Asynchronous distributed systems consist of several processes without common memory. Each of them has its local clock. The only thing these processes have in common is the asynchronous network they use to communicate. Therefore, it is tough to have a global clock that is synchronized between all processes.

The most common protocol to synchronize clocks on the Internet is NTP (Network Time Protocol), and it has an error bound of delta < RTT. RTT is the round trip time between the process and the clock server. As long as there is a latency in the network, which is inevitable, we cannot eliminate the error.

If only based on local timestamp, we see that process 2 receives message before it was sent from process 1.

Logical Clock

Logical clocks are an alternative definition of clocks used in distributed systems.

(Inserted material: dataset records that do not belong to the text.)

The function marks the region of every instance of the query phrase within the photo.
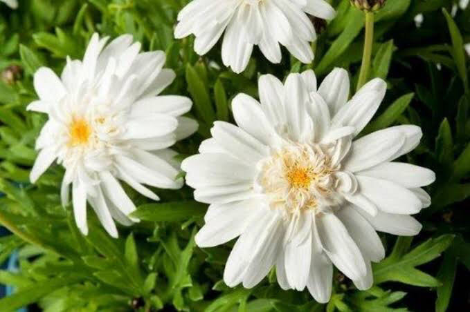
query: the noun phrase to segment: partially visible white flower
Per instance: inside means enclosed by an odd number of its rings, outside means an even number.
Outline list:
[[[1,2],[5,3],[7,6],[12,9],[16,9],[18,8],[18,1],[17,0],[0,0]]]
[[[415,17],[415,25],[416,25],[417,28],[419,28],[422,26],[423,21],[424,21],[424,15],[422,13],[419,13]]]
[[[66,169],[62,204],[69,188],[77,226],[87,234],[87,202],[106,231],[118,231],[113,219],[124,225],[138,220],[136,209],[119,182],[125,182],[142,195],[159,197],[143,184],[179,188],[180,169],[168,148],[193,133],[197,124],[182,115],[191,100],[158,95],[175,77],[162,69],[162,51],[140,53],[141,44],[129,35],[105,47],[108,37],[91,37],[83,61],[67,59],[60,78],[49,68],[35,74],[39,100],[28,108],[48,114],[36,142],[39,150],[30,173],[35,182],[55,160]]]
[[[325,0],[193,0],[178,14],[174,35],[194,34],[195,50],[204,55],[225,31],[222,61],[237,73],[246,68],[255,45],[272,63],[281,61],[280,43],[310,63],[309,43],[316,34],[308,14],[331,19],[335,12]]]
[[[329,300],[333,264],[360,289],[372,284],[371,262],[385,256],[376,231],[415,235],[409,215],[429,206],[422,188],[433,171],[392,162],[414,149],[419,127],[398,126],[359,139],[386,84],[375,79],[347,101],[347,72],[335,69],[317,88],[311,70],[285,84],[259,80],[261,104],[233,101],[238,126],[216,122],[200,154],[183,162],[197,200],[210,204],[196,235],[201,247],[238,237],[225,267],[230,286],[258,284],[275,266],[283,289],[307,287]]]

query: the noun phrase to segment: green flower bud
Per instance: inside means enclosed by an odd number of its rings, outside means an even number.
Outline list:
[[[380,10],[386,0],[351,0],[351,4],[365,12],[375,12]]]

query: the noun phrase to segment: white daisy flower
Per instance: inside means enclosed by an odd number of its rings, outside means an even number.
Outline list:
[[[195,50],[204,55],[225,31],[222,61],[237,73],[246,68],[255,45],[272,63],[281,61],[279,43],[310,63],[309,43],[316,34],[307,14],[332,19],[335,12],[325,0],[193,0],[178,14],[174,36],[194,34]]]
[[[18,1],[17,0],[0,0],[0,1],[1,2],[3,2],[5,4],[6,4],[12,9],[16,9],[18,8]]]
[[[416,126],[399,126],[355,139],[383,99],[375,79],[350,101],[350,81],[335,69],[317,89],[311,70],[285,84],[259,81],[261,104],[237,95],[238,126],[216,122],[200,154],[183,161],[196,199],[210,204],[196,236],[201,247],[239,237],[227,260],[230,286],[258,284],[273,266],[284,289],[307,286],[329,300],[333,264],[360,289],[372,284],[370,262],[385,251],[376,231],[414,235],[408,215],[430,204],[421,188],[431,170],[392,162],[415,148]]]
[[[195,121],[181,117],[191,100],[158,95],[175,77],[162,69],[162,51],[139,53],[141,43],[125,35],[105,47],[108,37],[95,34],[83,61],[67,59],[60,78],[49,68],[35,74],[39,100],[28,108],[46,113],[36,142],[39,150],[30,173],[35,182],[55,160],[66,169],[62,201],[69,201],[72,186],[77,226],[87,235],[87,202],[106,231],[118,231],[113,219],[124,225],[136,206],[118,179],[142,195],[159,197],[143,184],[179,188],[179,164],[170,149],[177,140],[192,134]]]

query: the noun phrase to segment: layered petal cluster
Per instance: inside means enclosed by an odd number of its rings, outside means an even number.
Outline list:
[[[178,14],[177,38],[195,35],[195,50],[207,53],[224,35],[222,61],[235,72],[248,65],[254,46],[272,63],[281,61],[280,43],[303,63],[314,54],[316,34],[309,15],[334,17],[325,0],[193,0]]]
[[[91,37],[82,61],[67,59],[60,78],[49,68],[34,76],[38,101],[30,110],[48,115],[36,142],[39,150],[30,173],[35,182],[55,161],[66,169],[61,197],[71,186],[75,220],[87,234],[87,202],[106,231],[118,236],[114,219],[124,225],[138,220],[119,180],[158,200],[147,186],[179,188],[179,164],[169,147],[193,133],[197,124],[181,115],[190,99],[159,94],[175,77],[163,69],[163,52],[139,52],[141,44],[125,35]]]
[[[394,162],[422,137],[398,126],[360,138],[386,93],[375,79],[349,101],[345,70],[317,88],[313,71],[259,80],[260,103],[233,101],[237,126],[216,122],[199,154],[185,159],[188,184],[210,204],[196,236],[201,247],[238,237],[224,280],[251,288],[273,266],[284,289],[307,287],[329,300],[333,265],[360,289],[372,284],[371,262],[384,257],[377,231],[414,235],[410,215],[430,204],[422,188],[431,170]]]

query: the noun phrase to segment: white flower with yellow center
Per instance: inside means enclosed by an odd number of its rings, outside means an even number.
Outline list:
[[[385,95],[375,79],[349,97],[347,73],[335,69],[317,89],[313,71],[282,84],[260,78],[261,104],[237,95],[238,126],[216,122],[200,154],[185,159],[195,198],[210,204],[196,236],[201,247],[239,237],[227,260],[227,285],[256,285],[275,266],[282,289],[307,286],[329,300],[333,264],[360,289],[370,262],[384,257],[376,231],[414,235],[409,215],[430,204],[426,168],[392,162],[419,144],[421,129],[398,126],[357,139]]]
[[[113,219],[124,225],[138,220],[128,215],[136,206],[119,179],[155,200],[143,184],[179,188],[179,164],[170,149],[193,133],[197,123],[181,117],[191,100],[158,95],[175,77],[162,69],[165,53],[140,53],[141,44],[125,35],[105,47],[108,38],[93,35],[83,61],[67,60],[61,78],[49,68],[35,74],[39,100],[28,109],[48,114],[36,142],[39,150],[30,173],[35,182],[55,160],[66,169],[61,196],[69,202],[72,186],[77,226],[87,234],[87,202],[107,231],[118,231]]]
[[[316,34],[308,14],[332,19],[335,12],[325,0],[193,0],[178,14],[174,36],[195,35],[195,51],[204,55],[225,31],[222,61],[237,73],[256,45],[272,63],[281,61],[280,43],[310,63]]]

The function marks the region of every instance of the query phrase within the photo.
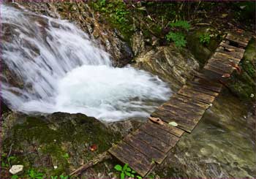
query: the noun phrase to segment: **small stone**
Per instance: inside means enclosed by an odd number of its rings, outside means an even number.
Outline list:
[[[21,172],[23,170],[23,165],[17,164],[17,165],[12,165],[11,169],[9,170],[9,172],[12,175],[15,175],[16,173],[18,173],[19,172]]]

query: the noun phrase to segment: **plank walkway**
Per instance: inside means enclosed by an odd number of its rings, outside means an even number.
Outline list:
[[[249,35],[228,33],[200,72],[151,115],[164,124],[148,120],[110,148],[109,153],[143,177],[161,164],[182,134],[192,132],[212,105],[222,90],[221,82],[227,80],[222,75],[228,76],[236,69],[249,39]],[[170,122],[178,126],[173,126]]]

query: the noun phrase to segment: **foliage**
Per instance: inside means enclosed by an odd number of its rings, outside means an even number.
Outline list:
[[[41,179],[41,178],[43,178],[43,175],[44,175],[44,174],[41,172],[38,172],[34,170],[33,169],[29,170],[28,175],[30,178],[33,178],[33,179],[34,178]]]
[[[61,175],[59,176],[50,176],[50,179],[68,179],[69,178],[69,175]]]
[[[203,34],[199,37],[200,42],[202,44],[209,44],[211,36],[209,34]]]
[[[165,37],[167,41],[172,40],[175,45],[178,47],[185,47],[187,40],[185,35],[182,31],[188,31],[190,28],[190,24],[186,20],[178,20],[175,23],[169,23],[169,26],[172,28],[171,31],[166,34]]]
[[[117,164],[115,166],[115,169],[116,171],[120,172],[121,179],[124,179],[126,178],[135,178],[135,175],[138,179],[142,178],[140,175],[136,175],[136,172],[129,167],[127,164],[125,164],[124,167],[121,167],[120,164]]]
[[[98,11],[105,16],[115,28],[121,31],[123,35],[131,34],[133,32],[129,11],[123,1],[98,0],[91,1],[90,5],[94,10]],[[127,37],[128,38],[128,37]]]
[[[169,23],[169,26],[170,27],[180,27],[183,28],[186,30],[189,30],[190,28],[190,24],[187,20],[178,20],[175,23]]]
[[[187,40],[185,39],[185,36],[181,32],[169,32],[166,35],[166,39],[170,42],[170,40],[174,42],[175,45],[177,47],[185,47],[187,44]]]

It doesn't have a direct relationship to the actual physical time. Instead, it captures the causal relationship between events:

if event e1 happens before event e2, the e1's timestamp is less than e2's.
e1->e2 => T(e1) < T(e2)

Lamport Clock

The most straightforward implementation of a Logical clock is Lamport Clock. Each process has its own clock initially set to 0. It follows two rules:

  1. Before executing an event (except the event of receiving the message from another process), increase the local_clock value by 1.

local_clock += 1

  1. When receiving a message from another process, set the local_clock value to the maximum of the sender clock value and local_clock value. After this, increase the local_clock value by 1.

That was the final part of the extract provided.